# Sable breeder in the Pacific Northwest?



## besaid (Mar 26, 2015)

Hi guys!

I've been checking the boards out for awhile now and wanted to ask for some tips. I am looking for a breeder in the Pacific Northwest area and I'm willing to travel as far as Northern CA and Idaho to find a puppy. I'm looking to get a sable male puppy ready in June. I know color is secondary to a good demeanor but I am in love with the look of sable GSDs! I'm looking for a good companion GSD. I am familiar with GSDs and currently have an older GSD. Does anyone have any recommendations or know of any litters ready at about that time? I'm hoping to spend between $1000 and $1500. 

Thanks so much!


----------



## Emoore (Oct 9, 2002)

Fortunately, sable is an incredibly common color so you can be choosy about things like health and temperament.  What are your plans with this dog?
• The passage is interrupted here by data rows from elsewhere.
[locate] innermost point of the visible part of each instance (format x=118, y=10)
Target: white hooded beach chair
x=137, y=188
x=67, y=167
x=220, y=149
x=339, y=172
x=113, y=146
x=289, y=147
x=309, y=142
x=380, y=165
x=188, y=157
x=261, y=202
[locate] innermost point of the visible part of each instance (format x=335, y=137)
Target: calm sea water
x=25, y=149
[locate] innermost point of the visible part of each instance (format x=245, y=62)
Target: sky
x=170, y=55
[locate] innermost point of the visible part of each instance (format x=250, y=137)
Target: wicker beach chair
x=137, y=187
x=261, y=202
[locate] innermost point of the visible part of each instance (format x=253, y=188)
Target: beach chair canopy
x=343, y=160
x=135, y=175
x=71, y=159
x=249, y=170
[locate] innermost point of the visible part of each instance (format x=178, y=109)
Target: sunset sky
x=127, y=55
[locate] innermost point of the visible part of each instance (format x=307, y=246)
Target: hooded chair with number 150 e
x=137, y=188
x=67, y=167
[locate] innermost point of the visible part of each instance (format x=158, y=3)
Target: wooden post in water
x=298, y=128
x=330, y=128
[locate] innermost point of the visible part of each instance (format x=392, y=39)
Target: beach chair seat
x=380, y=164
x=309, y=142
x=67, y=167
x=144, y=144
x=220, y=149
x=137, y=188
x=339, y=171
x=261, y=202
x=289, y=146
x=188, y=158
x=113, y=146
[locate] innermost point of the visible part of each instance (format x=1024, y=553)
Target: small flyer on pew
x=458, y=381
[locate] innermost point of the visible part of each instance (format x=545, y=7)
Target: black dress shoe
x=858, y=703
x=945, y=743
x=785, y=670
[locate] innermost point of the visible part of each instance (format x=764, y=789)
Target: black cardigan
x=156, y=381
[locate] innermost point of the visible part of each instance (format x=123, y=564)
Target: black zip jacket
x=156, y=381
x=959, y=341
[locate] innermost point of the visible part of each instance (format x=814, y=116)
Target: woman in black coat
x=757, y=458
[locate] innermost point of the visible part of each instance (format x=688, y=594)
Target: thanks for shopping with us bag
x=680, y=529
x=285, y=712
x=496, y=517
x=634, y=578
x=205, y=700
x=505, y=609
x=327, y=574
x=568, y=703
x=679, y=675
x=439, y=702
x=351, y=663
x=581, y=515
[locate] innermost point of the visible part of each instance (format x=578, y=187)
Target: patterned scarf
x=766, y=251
Sport? Jogging buddy? Companion for a family or just a single person?


----------



## Kaimeju (Feb 2, 2013)

There are so many as sable is a dominant color in working lines. It's sort of like saying you want a yellow lab. It would help if you would describe what you are looking for temperament-wise, your plans, and what your past experience is.


----------



## besaid (Mar 26, 2015)

Pretty much just a good companion dog. I won't be doing sports with him but I would be taking him out jogging and hiking sometimes. I don't want an aggressive dog but a good watchdog with a medium drive rather than a high drive. Lastly I prefer dark or black sable. That's pretty much it! I just want a good natured, pretty GSD puppy in June or so


----------



## SiegersMom (Apr 19, 2011)

Vom Banach in Washington State. I know one of these dogs and they are amazing. If it were not so far I would have one. May be a little more than 1500 but not much and you do not have to pay for shipping. Also Schraderhaus in Washinton. I may have spelled that wrong. Do not know them but I have read many reviews...on this forum and others that do like these dogs. I would not be afraid to get a dog from either of these in this area.


----------



## GSD07 (Feb 23, 2007)

I second vom Banach and Schraderhaus (personal experience). My dog is amazing


----------



## Kaimeju (Feb 2, 2013)

Kolibri Weingarten breeds for the temperament you want. They are going to have a litter with sables this summer. Her dogs are the most friendly I have met for being shepherds.


----------



## besaid (Mar 26, 2015)

I've actually tried getting in contact with both Vom Banach and Schraderhaus via email and calling but neither have gotten back to me. I would actually love a Schraderhaus dog as I think they're beautiful and have heard only good things about them. 

I'll check out your suggestion, Kaimeju. Thanks!


----------



## Castlemaid (Jun 29, 2006)

Check out Grunheide.

German Shepherd Breeder | Police Dogs | Schutzhund | Washington USA | BC Canada


----------



## besaid (Mar 26, 2015)

Thanks for the help guys. I got ahold of Julie from Vom Banach and would LOVE one of her puppies but they're much higher than my $1500 budget. She's great to talk to though and I plan on getting a pup from her in the future. 

I got a hold of Donna from Kolibri and she's got a litter due around the time I'm looking so I'll either go with her or Kistha Haus down in California. She's got a litter coming up too and I don't mind a ten hour drive  does anyone know about Kistha? I've seen good things said about them on this forum.


----------



## Kaimeju (Feb 2, 2013)

I know the father of Donna's next litter. If the breeding takes and you get a pup, they will be half-siblings with mine!


----------



## besaid (Mar 26, 2015)

That's awesome, Kaimeju! I haven't placed the deposit yet but I have decided to go with her dogs. I'll be getting a puppy from the Orion x Rayne litter born on March 31st. How do you like your dog? Do you have a pic?


----------



## BAppel (Apr 16, 2015)

*Any word?*

I was also looking for breeders on the west coast, Vom Banach and Shraderhaus are high on my list. What swayed you to Kolibri? PLease share any details! I'm very excited!


----------



## GSD07 (Feb 23, 2007)

It looks like besaid went with Kistha Haus.


----------